10. Hedyotis brevicalyx Sivarajan, Biju & P. Mathew, Kew Bull. 48: 393. 1993.
伞形花耳草 san xing hua er cao
Oldenlandia umbellata Linnaeus, Sp. Pl. 1: 119. 1753; Hedyotis umbellata (Linnaeus) Lamarck (1792), not Walter (1788).
Herbs, annual or perennial, diffusely branched, to 40 cm tall; stems 4-angled perhaps becoming terete, ribbed, scaberulous. Leaves opposite but often crowded and appearing verticillate, sessile; blade drying papery, linear to narrowly lanceolate, 10-20 × 1-3 mm, adaxially punctate and glabrescent, abaxially scaberulous along midrib, base acute, margins flat to revolute, apex acute; secondary veins indistinct; stipules fused to petioles, glabrescent, truncate to rounded, 1-1.5 mm, with 2-5 bristles 1-2 mm.

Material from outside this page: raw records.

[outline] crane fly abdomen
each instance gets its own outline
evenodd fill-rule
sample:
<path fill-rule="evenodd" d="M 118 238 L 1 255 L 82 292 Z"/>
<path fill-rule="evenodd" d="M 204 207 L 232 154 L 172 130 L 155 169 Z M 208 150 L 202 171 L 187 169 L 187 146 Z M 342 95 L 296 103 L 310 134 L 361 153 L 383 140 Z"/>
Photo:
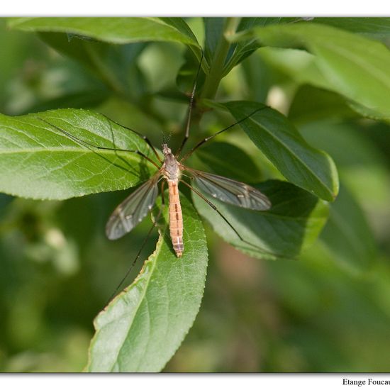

Inflorescence terminal and sometimes in uppermost axils, congested-cymose to congested-umbelliform, several flowered, scaberulous, pedunculate; peduncles 1-2 cm; branched portion ca. 3 cm; bracts stipuliform, ca. 1 mm; pedicels 0.5-1.2 mm. Flowers distylous, shortly pedicellate. Calyx apparently glabrous; hypanthium portion subglobose to ovoid, 0.3-1 mm; limb lobed essentially to base; lobes lanceolate to triangular, 1-2 mm, ciliate. Corolla white, tubular, outside glabrous; tube 1.5-2.2 mm, glabrous inside; lobes lanceolate, 1.5-2 mm, inside sparsely pubescent. Anthers 0.5-1 mm, included or exserted. Stigmas 0.8-1 mm, included or exserted. Fruit capsular, compressed globose to weakly didymous, 2-2.5 × 2-2.5 mm, loculicidally dehiscent across top, glabrous to scaberulous, perhaps papery; seeds several, blackish brown.
Sandy lands at sea beaches; sea level to near sea level [100-900 m in India]. Hainan (Lingshui) [India, Indonesia (Java), N Myanmar, Pakistan, Sri Lanka, Vietnam].
There is some disagreement over the identity and correct name of this species; whether Hedyotis brevicalyx actually occurs in China is unknown as yet, and the description here is taken from Dutta and Deb (Taxon. Rev. Hedyotis. 2004, as H. puberula (G. Don) R. Brown ex Arnott). The plant illustrated for this species (as H. umbellata) in FRPS (71(1): 70, t. 13, f. 1-6. 1999) is actually H. pinifolia, and its description there seems to combine some characters of both H. brevicalyx sensu Dutta & Deb and H. pinifolia.